The wedding was held on Sunday morning at 4 a.m. “It was a moving chupah,” one of the participants told Kikar H’Shabbat. The men and women were separated into two different halls so as not to violate the ban of gatherings of over 100 people but many people were present at the chuppah that was held outside the hall.”

“The excitement was palpable in the hall. Despite the hasty preparations – the kallah chair, the food, the band – everything were prepared in a rush but they were all wonderful. It was obvious from the guests’ expressions that they were experiencing an extraordinary event.”

(YWN Israel Desk – Jerusalem)




2 COMMENTS

  1. which means that any family who has a wedding scheduled for the next five weeks has to cancel the wedding
    1) This violates the פסק of the venerated Chief Rabbi:- Moreinu hoRav Yitzchak Yosef shlita, not to push off any weddings. Albeit Kiddushin just needs 2 עדים, but Nissuin needs a Minyan, and bride doesn’t count towards Minyan, so would need minimum of 11 people, and limit of 10 people per new regulations.
    2) 5 weeks from now is almost אייר:- shall there be a הוראת-שעה to permit weddings during ספירה this year due to unprecedented backlog?

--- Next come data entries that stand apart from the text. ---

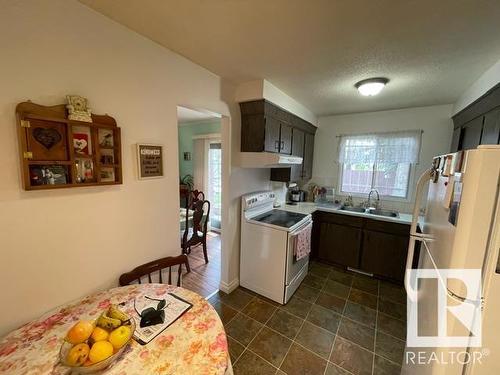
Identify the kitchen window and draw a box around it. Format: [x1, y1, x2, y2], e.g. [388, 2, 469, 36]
[339, 130, 422, 199]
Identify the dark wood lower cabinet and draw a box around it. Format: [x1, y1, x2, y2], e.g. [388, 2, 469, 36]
[318, 223, 361, 267]
[312, 211, 412, 283]
[360, 230, 409, 281]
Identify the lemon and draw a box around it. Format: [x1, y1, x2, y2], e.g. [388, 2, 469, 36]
[66, 320, 94, 345]
[89, 341, 113, 363]
[90, 327, 109, 342]
[66, 343, 90, 366]
[108, 326, 132, 349]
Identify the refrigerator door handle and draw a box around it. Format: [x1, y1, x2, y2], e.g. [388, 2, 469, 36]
[404, 236, 418, 302]
[404, 168, 435, 301]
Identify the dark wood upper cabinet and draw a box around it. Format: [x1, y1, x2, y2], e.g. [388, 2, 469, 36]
[240, 100, 316, 182]
[450, 127, 462, 152]
[292, 129, 305, 158]
[481, 108, 500, 145]
[450, 84, 500, 152]
[279, 123, 292, 155]
[461, 116, 484, 150]
[264, 117, 281, 152]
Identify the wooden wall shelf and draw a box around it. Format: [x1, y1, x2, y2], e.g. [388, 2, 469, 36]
[16, 101, 122, 190]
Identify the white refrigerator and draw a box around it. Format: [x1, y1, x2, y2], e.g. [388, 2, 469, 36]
[401, 145, 500, 375]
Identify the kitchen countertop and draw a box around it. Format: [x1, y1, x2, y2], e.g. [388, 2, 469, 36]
[276, 202, 423, 224]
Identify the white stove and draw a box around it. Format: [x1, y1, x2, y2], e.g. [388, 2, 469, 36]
[240, 191, 312, 304]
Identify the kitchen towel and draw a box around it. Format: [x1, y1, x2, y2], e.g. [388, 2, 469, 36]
[293, 223, 312, 260]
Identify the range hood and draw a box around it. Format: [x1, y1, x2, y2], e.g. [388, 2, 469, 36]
[240, 152, 302, 168]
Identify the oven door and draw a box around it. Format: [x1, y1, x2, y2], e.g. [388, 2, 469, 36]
[285, 218, 312, 285]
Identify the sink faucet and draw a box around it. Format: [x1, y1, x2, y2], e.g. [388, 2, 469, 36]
[344, 194, 354, 207]
[367, 189, 380, 208]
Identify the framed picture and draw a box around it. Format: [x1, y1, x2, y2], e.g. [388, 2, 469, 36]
[101, 167, 115, 182]
[73, 133, 89, 155]
[30, 165, 68, 186]
[137, 143, 163, 180]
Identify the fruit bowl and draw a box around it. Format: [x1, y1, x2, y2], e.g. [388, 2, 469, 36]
[59, 306, 135, 374]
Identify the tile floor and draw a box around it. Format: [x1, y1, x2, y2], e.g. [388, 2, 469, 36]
[209, 262, 406, 375]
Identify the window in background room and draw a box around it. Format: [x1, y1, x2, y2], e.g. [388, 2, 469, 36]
[339, 130, 422, 198]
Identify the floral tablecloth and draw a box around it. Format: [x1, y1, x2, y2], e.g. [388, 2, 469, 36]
[0, 284, 230, 375]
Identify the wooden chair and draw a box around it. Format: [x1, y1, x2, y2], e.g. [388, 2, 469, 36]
[186, 189, 205, 210]
[119, 254, 188, 286]
[181, 200, 210, 263]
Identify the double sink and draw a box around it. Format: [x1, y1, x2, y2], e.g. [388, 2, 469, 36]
[339, 206, 399, 217]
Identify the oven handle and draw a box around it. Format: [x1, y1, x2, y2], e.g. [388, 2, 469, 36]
[290, 219, 312, 237]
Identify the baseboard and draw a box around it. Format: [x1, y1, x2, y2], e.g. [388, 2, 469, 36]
[219, 278, 240, 294]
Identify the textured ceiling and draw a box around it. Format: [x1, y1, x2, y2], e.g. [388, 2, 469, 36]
[177, 107, 218, 124]
[80, 0, 500, 115]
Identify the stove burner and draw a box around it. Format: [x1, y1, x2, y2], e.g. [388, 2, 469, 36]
[252, 209, 307, 228]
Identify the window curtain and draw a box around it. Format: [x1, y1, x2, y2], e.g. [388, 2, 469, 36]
[339, 130, 422, 164]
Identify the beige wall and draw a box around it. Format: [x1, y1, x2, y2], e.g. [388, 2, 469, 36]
[312, 106, 453, 212]
[0, 0, 267, 336]
[453, 60, 500, 114]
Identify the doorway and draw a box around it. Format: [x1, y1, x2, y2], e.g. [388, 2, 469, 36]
[177, 107, 224, 297]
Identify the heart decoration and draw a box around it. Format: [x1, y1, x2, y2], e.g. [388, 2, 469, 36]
[33, 128, 62, 150]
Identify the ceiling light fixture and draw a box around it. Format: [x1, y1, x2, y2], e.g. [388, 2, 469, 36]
[354, 78, 389, 96]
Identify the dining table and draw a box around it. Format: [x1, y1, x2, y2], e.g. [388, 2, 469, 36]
[0, 283, 232, 375]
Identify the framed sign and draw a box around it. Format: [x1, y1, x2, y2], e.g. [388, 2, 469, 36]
[137, 143, 163, 180]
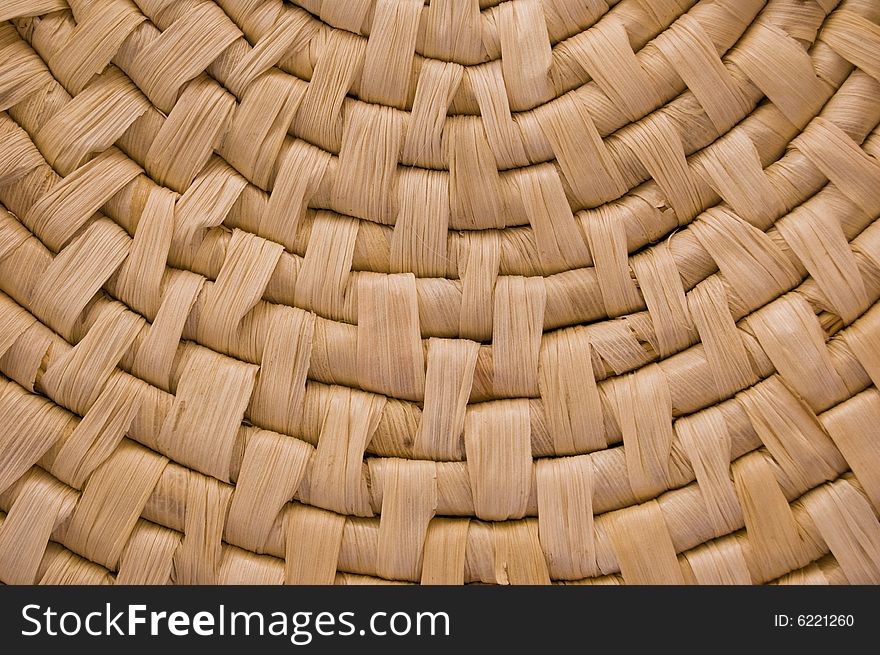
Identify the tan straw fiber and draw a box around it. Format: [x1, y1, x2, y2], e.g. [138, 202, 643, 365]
[0, 0, 880, 584]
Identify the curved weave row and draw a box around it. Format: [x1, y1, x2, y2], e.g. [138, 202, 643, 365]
[0, 0, 880, 584]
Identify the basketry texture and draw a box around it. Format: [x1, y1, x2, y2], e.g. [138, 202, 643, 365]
[0, 0, 880, 584]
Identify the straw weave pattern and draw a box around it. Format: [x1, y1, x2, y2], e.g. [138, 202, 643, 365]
[0, 0, 880, 584]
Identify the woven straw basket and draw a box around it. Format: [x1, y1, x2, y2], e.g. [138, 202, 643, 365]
[0, 0, 880, 584]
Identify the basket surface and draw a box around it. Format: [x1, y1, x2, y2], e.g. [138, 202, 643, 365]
[0, 0, 880, 584]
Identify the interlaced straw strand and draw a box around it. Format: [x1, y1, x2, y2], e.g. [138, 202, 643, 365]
[0, 0, 880, 584]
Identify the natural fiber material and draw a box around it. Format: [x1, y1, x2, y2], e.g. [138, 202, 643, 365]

  2. JPS: just plain stupid. If a secular-government ban on gatherings of more than 10 is set to go into effect in 12 hours, the sensible response is to start the ban early, not rush to get the big gathering completed seconds before the deadline. Whoever said Jews are so smart did not have all the facts.

    And, yes, I know there are some halachic authorities who would not agree with me, and yes, they know halacha way better than me. But one must reconcile halacha and medical science, and some halachic authorities have no regard for medical science, and no understanding of the need to reconcile the differences. And, no, if the secular government were the Hungarian, or some other anti-Semitic government, I would not necessarily comply with their rule, unless they plan to kill me by the usual means, not a new virus.